For the latest developments, including a second round of missile tests on 9 May, see the Reuters article by Josh Smith: ‘Missiles like these will start the war’: North Korea tests showcase growing capability (reuters.com, 10 May 2019).
Despite the alarming Reuters headline, the article notes that both South Korea and the American administration have downplayed the tests. South Korean President Moon-Jae-in described the launches as a possible “protest over the failed [Hanoi] summit.” Meanwhile President Trump and other U.S. officials have emphasized the inability of the missiles in question to reach the United States.
One thing seems certain, however: North Korean President Kim Jong-un will continue to look for ways to break the current diplomatic stalemate and obtain much-desired sanctions relief.
Sadly, despite the acute need for fresh diplomatic thinking of the kind for which Canada used to be known, no such efforts have been made.
Pre-election puffery from federal Conservative Party leader Andrew Scheer
A 7 May 2019 CBC online headline declares:
In his first major foreign policy speech, Scheer takes aim at ‘disastrous’ Trudeau.
Astonishingly the Conservative party website does not include a copy of this “major” speech by its leader, Andrew Scheer, but it can be seen and heard via Youtube video.
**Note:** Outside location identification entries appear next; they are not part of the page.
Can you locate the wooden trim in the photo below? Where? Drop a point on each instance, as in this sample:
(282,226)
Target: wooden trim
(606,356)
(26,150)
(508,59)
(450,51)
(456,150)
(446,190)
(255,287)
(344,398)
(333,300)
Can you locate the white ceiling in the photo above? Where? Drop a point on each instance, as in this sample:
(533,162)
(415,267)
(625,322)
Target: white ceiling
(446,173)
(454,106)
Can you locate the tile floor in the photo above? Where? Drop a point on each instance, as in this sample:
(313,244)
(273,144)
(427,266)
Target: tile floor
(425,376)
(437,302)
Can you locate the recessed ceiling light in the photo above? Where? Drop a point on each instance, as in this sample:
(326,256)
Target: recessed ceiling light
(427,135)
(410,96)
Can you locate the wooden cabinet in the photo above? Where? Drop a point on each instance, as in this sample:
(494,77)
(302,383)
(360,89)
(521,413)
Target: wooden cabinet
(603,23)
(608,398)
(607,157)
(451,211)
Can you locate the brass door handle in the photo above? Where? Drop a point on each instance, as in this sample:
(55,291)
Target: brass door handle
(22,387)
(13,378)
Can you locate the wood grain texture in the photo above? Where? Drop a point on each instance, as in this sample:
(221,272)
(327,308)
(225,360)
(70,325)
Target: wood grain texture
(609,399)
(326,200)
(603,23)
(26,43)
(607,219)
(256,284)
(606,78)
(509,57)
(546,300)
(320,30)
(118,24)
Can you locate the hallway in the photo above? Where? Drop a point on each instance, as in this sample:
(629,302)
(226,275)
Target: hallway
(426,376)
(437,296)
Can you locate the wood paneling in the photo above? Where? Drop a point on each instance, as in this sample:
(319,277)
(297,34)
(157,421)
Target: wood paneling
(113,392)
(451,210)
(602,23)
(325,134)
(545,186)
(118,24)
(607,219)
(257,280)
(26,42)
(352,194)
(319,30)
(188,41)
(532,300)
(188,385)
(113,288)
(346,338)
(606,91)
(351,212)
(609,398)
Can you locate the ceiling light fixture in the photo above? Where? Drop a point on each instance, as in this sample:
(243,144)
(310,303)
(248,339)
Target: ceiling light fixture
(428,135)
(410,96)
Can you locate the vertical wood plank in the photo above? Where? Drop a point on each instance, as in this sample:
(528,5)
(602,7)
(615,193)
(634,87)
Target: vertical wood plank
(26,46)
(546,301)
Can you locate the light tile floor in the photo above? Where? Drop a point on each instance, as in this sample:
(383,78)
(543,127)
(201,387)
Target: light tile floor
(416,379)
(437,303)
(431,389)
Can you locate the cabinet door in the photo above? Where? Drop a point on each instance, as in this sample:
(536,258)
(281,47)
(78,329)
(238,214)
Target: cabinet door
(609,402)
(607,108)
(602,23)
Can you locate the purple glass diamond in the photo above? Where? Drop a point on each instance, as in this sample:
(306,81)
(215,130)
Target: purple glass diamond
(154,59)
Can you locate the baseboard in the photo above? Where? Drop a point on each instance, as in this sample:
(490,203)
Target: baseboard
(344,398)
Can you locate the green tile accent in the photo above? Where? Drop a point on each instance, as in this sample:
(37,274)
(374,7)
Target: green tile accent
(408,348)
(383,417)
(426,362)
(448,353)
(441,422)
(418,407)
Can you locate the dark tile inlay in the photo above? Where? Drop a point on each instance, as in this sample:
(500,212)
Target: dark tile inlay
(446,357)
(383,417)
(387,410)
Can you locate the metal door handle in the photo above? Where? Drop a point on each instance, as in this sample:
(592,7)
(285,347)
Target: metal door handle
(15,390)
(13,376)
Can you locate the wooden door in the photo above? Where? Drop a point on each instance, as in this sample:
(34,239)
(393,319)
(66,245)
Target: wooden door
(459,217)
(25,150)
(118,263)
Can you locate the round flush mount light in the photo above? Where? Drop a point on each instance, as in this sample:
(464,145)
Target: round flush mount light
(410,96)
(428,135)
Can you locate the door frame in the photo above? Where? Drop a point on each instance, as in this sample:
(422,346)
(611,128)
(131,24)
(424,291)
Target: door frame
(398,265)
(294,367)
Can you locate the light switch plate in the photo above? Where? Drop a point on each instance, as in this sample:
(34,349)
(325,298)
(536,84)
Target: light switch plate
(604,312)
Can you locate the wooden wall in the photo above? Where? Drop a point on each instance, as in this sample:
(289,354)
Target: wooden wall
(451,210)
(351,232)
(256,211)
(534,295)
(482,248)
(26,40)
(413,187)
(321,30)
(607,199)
See: https://www.youtube.com/watch?v=tnr_oQdWsS4
In this speech, Andrew Scheer:
- Blames the Trudeau government for mishandling our relationship with the USA but sheds no light on how a government he led would fare better with the truculent Donald Trump;
- Promises a total “reset” on Canada–China relations without any details on how the Conservatives would handle the most significant point of contention — whether to ban Huawei from so-called 5G wireless networks because of American security concerns;
- Pledges to be more active in diplomatic hot spots by “standing closer to Israel” and further isolating Canada from international law and Palestinian rights;
- Commits to restoring and investing in Canada’s military — a promise made despite the 70% increase in defence spending announced back in June 2016 by the Justin Trudeau government;
- Adamantly asserts Canada’s sovereignty over the Arctic, presumably with Russia in mind, but in apparent abject ignorance of the long-standing and recently reiterated American rejection of Canada’s most important Arctic claim — the Northwest Passage; and
- Undertakes to restart negotiations with the USA over possible Canadian participation in the biggest of all American military boondoggles — at well over $50 billion and counting — the unworkable strategic ballistic missile defence system.
RI President and a former Canadian Ambassador for Disarmament Peggy Mason dismissed the comments on defence policy thusly:
The only thing more ridiculous than Scheer’s grab-bag of expensive defence-spending promises is his nonsensical declaration that he will take the politics out of procurement. He might as well promise to take the politics out of politics.
For more analysis on Scheer’s defence policy pronouncements, see: Scheer rolls out an ambitious defence agenda, but critics ask: Where’s the money? (Murray Brewster, cbc.ca/news, 8 May 2019).